About a year ago, I published a post titled, “There Are Officially Too Many MBA’s.” Hyperbolic, perhaps, but it’s undeniable that salaries for new MBAs have decreased since the recession, which suggests the market is glutted with business-school grads.
In a new poll reported in Businessweek, 44% of employers told the Council on Graduate Management Admission they wouldn’t pay more for new MBAs—and might even cut salaries for fresh business-school grads. Another 45% said they’ll just pay enough to keep pace with inflation. Only 65%of respondents were in the US, but it gives you a sense of tepid market for MBAs.

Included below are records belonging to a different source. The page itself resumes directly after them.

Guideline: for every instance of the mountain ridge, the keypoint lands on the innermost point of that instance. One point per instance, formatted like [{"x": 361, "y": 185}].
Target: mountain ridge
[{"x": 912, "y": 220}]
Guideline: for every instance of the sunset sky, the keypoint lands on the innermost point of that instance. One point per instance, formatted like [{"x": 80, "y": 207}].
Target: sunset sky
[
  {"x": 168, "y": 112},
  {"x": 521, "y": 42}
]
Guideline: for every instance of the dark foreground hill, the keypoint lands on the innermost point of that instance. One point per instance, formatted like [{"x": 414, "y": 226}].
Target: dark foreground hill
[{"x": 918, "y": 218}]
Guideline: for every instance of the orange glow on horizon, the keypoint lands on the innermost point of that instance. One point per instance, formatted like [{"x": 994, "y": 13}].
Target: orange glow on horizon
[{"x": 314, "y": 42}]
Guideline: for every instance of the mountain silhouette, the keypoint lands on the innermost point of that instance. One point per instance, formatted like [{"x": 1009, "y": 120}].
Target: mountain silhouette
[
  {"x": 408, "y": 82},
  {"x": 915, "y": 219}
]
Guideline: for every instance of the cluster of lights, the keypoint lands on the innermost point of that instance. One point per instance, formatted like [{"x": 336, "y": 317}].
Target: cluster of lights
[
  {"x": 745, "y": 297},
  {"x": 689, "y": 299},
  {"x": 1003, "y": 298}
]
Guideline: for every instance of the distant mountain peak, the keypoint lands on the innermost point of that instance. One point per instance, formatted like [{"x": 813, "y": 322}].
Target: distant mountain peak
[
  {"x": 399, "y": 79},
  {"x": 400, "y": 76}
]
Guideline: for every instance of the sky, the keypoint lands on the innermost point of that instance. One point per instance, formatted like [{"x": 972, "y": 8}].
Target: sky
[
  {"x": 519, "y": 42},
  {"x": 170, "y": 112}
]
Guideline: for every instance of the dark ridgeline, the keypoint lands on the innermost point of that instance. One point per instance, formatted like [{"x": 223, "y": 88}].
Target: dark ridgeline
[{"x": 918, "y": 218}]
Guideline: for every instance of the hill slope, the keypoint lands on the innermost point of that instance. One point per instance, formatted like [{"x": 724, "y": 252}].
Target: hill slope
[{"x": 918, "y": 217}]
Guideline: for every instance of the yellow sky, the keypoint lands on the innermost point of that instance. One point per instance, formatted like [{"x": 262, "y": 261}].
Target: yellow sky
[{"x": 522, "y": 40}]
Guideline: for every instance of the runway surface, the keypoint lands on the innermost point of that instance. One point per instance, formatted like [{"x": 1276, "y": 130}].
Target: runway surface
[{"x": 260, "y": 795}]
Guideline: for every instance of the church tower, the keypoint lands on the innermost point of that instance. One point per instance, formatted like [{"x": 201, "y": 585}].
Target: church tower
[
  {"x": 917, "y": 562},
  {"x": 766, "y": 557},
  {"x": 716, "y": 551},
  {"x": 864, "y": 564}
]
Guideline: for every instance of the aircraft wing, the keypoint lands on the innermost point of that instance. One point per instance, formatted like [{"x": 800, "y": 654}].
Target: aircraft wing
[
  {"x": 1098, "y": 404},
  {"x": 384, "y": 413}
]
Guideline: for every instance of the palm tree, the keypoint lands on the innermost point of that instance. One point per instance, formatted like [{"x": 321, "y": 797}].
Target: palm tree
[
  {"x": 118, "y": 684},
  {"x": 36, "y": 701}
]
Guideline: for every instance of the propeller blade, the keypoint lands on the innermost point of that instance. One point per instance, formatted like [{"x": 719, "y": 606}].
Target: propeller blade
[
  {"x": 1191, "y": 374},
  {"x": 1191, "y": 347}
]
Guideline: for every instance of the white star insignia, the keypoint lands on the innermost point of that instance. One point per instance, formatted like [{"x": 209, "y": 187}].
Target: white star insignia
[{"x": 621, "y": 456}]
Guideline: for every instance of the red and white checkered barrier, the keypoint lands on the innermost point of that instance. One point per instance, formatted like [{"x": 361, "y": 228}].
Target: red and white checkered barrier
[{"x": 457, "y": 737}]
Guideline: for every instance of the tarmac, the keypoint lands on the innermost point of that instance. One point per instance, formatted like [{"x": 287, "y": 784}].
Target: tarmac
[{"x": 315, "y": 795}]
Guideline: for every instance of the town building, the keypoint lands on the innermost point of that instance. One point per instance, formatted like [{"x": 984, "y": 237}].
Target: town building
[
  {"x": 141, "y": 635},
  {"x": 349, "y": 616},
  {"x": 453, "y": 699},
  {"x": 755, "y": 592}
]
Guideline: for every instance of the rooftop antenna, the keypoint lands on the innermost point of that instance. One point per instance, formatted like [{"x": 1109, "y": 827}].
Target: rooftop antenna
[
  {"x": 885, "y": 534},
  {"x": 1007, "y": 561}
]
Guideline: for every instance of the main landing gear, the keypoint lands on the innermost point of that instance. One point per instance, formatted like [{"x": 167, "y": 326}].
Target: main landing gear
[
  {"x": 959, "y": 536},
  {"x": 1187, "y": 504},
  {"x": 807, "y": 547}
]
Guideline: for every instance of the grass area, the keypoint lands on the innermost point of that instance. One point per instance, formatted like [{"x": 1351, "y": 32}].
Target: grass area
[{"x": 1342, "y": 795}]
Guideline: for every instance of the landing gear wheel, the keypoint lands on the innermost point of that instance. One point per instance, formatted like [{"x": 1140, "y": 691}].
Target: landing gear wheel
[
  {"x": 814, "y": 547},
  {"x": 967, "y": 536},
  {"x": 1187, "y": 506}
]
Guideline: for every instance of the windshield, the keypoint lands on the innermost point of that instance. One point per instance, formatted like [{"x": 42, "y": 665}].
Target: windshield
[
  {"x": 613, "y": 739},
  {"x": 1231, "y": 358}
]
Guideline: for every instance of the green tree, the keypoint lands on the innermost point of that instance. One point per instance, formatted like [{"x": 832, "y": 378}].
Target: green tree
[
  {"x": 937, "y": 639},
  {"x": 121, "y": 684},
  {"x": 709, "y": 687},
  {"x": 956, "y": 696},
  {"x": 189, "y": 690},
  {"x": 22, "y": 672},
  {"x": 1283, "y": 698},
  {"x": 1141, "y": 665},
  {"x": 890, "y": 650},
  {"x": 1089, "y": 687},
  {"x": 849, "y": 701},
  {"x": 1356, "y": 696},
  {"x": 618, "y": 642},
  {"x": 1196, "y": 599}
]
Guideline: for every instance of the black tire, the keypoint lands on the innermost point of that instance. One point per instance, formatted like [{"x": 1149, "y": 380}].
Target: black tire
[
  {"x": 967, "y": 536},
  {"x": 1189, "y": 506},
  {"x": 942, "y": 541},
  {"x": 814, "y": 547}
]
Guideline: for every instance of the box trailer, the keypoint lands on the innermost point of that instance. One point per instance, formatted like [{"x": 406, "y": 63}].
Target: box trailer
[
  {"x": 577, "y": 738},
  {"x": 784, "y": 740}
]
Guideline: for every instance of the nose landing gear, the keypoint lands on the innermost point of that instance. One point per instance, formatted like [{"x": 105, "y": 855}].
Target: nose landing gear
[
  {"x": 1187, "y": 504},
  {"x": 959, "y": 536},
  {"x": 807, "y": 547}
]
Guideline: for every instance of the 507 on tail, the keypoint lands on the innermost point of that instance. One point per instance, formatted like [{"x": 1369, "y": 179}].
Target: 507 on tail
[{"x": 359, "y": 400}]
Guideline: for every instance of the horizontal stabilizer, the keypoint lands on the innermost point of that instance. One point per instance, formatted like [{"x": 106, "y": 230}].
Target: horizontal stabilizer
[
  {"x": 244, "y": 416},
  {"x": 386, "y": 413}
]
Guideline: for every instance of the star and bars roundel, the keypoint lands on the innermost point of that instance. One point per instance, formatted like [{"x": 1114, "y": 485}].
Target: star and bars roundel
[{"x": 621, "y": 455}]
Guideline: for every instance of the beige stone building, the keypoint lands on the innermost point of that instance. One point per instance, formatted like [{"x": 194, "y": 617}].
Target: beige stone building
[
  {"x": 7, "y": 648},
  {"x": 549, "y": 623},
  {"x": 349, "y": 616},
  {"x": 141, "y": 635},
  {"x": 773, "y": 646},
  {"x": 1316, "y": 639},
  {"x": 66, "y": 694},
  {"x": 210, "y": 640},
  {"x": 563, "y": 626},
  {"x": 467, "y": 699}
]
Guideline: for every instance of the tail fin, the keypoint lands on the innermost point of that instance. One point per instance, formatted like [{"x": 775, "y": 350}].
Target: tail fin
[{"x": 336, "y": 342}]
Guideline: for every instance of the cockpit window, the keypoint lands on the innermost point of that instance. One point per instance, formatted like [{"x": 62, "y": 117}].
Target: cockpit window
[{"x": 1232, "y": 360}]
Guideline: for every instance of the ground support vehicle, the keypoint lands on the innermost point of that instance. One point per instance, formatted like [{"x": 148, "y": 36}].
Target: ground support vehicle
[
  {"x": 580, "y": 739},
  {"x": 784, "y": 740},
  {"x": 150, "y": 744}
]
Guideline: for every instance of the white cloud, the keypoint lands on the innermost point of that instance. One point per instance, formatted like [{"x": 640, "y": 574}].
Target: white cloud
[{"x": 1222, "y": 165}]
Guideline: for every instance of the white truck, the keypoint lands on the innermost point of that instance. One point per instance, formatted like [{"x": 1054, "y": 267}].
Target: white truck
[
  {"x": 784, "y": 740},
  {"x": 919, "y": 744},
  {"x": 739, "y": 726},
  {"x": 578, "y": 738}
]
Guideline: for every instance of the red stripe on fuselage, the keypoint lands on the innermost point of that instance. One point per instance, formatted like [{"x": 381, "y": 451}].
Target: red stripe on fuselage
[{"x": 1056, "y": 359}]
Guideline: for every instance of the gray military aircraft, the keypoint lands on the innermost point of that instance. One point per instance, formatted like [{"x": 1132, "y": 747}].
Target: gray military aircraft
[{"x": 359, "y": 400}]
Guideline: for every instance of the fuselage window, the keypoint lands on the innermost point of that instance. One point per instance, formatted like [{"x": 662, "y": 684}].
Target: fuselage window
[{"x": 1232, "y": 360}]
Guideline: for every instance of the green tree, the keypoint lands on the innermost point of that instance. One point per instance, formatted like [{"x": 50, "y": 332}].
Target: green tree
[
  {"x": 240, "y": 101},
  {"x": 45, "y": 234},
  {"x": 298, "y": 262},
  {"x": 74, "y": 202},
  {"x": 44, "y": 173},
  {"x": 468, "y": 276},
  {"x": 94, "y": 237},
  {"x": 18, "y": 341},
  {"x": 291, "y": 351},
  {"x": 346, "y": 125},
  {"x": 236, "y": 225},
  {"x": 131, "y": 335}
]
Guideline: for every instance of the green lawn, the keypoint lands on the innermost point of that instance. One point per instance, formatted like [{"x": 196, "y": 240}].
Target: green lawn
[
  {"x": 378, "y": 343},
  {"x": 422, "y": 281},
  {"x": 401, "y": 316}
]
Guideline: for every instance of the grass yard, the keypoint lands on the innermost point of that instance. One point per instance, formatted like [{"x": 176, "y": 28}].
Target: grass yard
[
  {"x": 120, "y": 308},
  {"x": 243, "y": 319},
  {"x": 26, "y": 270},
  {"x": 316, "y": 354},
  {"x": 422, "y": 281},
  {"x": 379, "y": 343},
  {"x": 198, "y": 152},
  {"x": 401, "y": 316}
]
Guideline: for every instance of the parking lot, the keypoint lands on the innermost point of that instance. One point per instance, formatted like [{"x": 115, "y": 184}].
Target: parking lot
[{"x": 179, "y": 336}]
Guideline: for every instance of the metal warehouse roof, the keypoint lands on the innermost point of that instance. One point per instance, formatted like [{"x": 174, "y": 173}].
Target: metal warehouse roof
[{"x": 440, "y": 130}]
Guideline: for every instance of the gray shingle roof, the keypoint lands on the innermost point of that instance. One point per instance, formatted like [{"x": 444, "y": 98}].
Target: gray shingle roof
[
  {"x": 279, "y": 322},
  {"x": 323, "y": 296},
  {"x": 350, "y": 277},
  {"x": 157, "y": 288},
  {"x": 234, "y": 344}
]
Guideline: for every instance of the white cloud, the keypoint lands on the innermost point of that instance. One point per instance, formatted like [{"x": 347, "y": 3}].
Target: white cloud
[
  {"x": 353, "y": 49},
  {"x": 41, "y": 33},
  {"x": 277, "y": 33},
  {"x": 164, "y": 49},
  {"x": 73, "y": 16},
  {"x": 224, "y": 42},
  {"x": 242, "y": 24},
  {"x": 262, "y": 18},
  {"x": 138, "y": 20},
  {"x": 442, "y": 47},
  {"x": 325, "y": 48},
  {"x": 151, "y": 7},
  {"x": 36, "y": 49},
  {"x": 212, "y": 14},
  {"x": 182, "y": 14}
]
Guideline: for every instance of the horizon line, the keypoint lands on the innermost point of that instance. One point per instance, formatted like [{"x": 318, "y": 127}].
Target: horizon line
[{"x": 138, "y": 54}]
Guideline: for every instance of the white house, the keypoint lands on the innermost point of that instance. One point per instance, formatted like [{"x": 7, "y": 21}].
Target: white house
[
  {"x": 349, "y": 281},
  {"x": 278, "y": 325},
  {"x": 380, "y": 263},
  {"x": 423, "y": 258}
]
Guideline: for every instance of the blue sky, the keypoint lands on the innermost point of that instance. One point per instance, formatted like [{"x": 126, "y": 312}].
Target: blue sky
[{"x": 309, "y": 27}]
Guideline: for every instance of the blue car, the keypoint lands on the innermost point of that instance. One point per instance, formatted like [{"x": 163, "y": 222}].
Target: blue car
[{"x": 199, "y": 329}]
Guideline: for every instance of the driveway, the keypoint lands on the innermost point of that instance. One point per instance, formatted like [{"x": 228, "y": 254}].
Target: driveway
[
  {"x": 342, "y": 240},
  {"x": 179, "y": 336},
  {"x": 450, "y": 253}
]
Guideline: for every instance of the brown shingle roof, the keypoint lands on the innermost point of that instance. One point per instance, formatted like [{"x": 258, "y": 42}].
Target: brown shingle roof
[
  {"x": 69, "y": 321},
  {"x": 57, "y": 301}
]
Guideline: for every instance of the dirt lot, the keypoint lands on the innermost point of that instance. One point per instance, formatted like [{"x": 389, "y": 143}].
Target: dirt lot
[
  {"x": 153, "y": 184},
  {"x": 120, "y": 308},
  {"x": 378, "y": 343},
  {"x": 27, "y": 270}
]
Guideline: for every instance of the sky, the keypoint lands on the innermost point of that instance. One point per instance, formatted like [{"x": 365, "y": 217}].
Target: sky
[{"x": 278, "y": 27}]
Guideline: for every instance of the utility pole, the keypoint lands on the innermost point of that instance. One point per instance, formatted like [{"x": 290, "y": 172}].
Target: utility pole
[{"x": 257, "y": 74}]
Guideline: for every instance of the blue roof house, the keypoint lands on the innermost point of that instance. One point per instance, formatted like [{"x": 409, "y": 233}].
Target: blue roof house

Expected Change in 2013 Base Salaries Compared With 2013
That’s not even worst recent news about MBA hiring.
In November, Michigan State’s Collegiate Employment Research Center projected that recruitment would tumble nearly 25% next near, based on a survey of hiring plans by some 6,500 employers. The center expects a whopping 58% decline in finance, a traditional bastion of MBA hiring. Meanwhile, the center expects hiring to improve for bachelor’s degree and PhD holders.
Is this the sound of a bubble popping or a tiny market correction? We don’t know. But after a decade where MBAs grads grew by an amazing 74%, it’s possible we’re seeing some air being let out of a bubble.